In Paris they were called abonnes.

In Moscow and St. Petersburg they were balletomanes.

Lincoln Kirstein, the impresario who founded New York City Ballet with George Balanchine, rolled his eyes and referred to them waspishly as “balletptomaines.”

One way or another, they are nuts: nuts for the ballet, for the dancers, for the social swirl, the easy access. The ones who know every step, and know better than the choreographers how the steps ought to be combined. The ones who give money to the company and assume they’ve bought the right to make decisions about how it’s run. The starstruck, the shoulder-rubbers, the bedazzled. The gents who love the bodies — in an entirely aesthetic sense, of course. The best friends a ballet company can have, and a bane on its existence.
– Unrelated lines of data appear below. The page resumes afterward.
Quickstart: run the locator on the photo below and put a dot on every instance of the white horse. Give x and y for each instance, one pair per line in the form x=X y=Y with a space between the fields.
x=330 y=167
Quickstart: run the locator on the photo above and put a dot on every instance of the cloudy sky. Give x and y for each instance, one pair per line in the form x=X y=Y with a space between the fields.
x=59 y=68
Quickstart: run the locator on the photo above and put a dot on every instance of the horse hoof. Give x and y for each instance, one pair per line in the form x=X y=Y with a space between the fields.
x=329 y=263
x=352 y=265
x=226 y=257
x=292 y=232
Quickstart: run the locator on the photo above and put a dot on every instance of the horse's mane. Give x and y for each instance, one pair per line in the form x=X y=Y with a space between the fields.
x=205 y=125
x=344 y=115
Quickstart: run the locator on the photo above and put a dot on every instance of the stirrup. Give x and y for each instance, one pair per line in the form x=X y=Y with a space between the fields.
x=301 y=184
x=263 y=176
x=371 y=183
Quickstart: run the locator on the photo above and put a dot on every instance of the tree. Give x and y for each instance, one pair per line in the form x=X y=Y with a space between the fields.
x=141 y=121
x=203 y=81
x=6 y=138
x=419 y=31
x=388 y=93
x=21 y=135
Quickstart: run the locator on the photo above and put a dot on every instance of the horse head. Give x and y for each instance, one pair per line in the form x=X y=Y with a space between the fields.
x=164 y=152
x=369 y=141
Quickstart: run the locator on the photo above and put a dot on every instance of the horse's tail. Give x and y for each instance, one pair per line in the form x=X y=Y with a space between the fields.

Degas' Dancer Looking at the Sole of Her Right Foot

The Portland Art Museum’s current exhibition “The Dancer: Degas, Forain, and Toulouse-Lautrec,” which continues through May 11, 2008, gives an almost unseemly amount of attention to the abonnes, those wealthy and well-connected Parisian gentlemen of the late 19th and early 20th centuries who, by virtue of their season subscriptions to the Paris Opera and other performance halls, had unprecedented access to the backstage life. Some of Degas’ prints in the exhibition touch on the subject, but they are the compulsion of Forain and to a certain extent the exhibit as a whole, throwing the thing into a curious imbalance: Forain, by far the least important of these three artists, becomes the defining figure in the show.